Clinical experiences in Haiti leave lasting impression

Photo by Kaitlyn McGregor

By Samantha Stacks

We are back from completing our last clinical day in Haiti, sitting around the table in the Foundation for Peace Compound yelling over the noise of a generator while playing Uno. Any hope we had of adapting to the Haitian climate has been lost, we still all are sweating, but we also appreciate the warm breeze.

Our final day operating the clinic in Bousquet went shockingly smooth. Of course, on the last day, we worked out all the kinks. We had triage nurses arrive early to have patients’ vitals taken and chief complaints known before being seen. For those who were waiting, we had patient education sessions running on a myriad of topics such as hygiene, stretching, hydration, hypertension, women’s health, and eye problems, just to name a few. I helped stock and run the pharmacy along with Ben, an FFP staff member, filling prescriptions and troubleshooting when we ran out of stock. Every patient today was so gracious and friendly, thanking us for our work. We all thought the day went better than any of us could have hoped.

Now, we are back, bags packed for the flight home tomorrow, with some time to reflect on the whirlwind that has been the last nine days.
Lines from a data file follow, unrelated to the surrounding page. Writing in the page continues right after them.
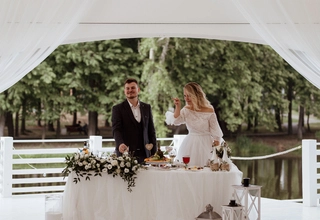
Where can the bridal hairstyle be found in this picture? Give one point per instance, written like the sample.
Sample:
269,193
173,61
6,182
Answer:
130,80
197,96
Even though this was a very unique population for all of us to practice with, I get the feeling that we all are leaving with sentiments similar that we would have towards patients back home. We hope that their conditions improve, we hope that they will take their medications as prescribed, we hope that they will take into consideration the advice we have given them to help prevent future illness. Tonight, the group discussed what we would take back with us from our trip. Top of the list were things like patience, posativity, humility, new friendship, and an appreciation for diagnostic tools.

We have learned so much from our time here. Working with translators has made us more cognizant of our wording and phrasing of questions; slowly uncovering Haitian culture and religious practices has opened our eyes to the complexity of treating both body and spirit. While treating individual patients every few months is just a drop in the bucket for all that needs to be done in Haiti, getting rid of a woman’s UTI or a baby’s ear infection does create real change in patients’ quality of life. We leave here knowing that however small the contribution, we have made a difference.

And just an update on this Uno game (I know you’ve been on the edge of your seat), its been 3 hours and still going strong (with two intermissions). We hope the effects of our work here this week will be as never ending as this game.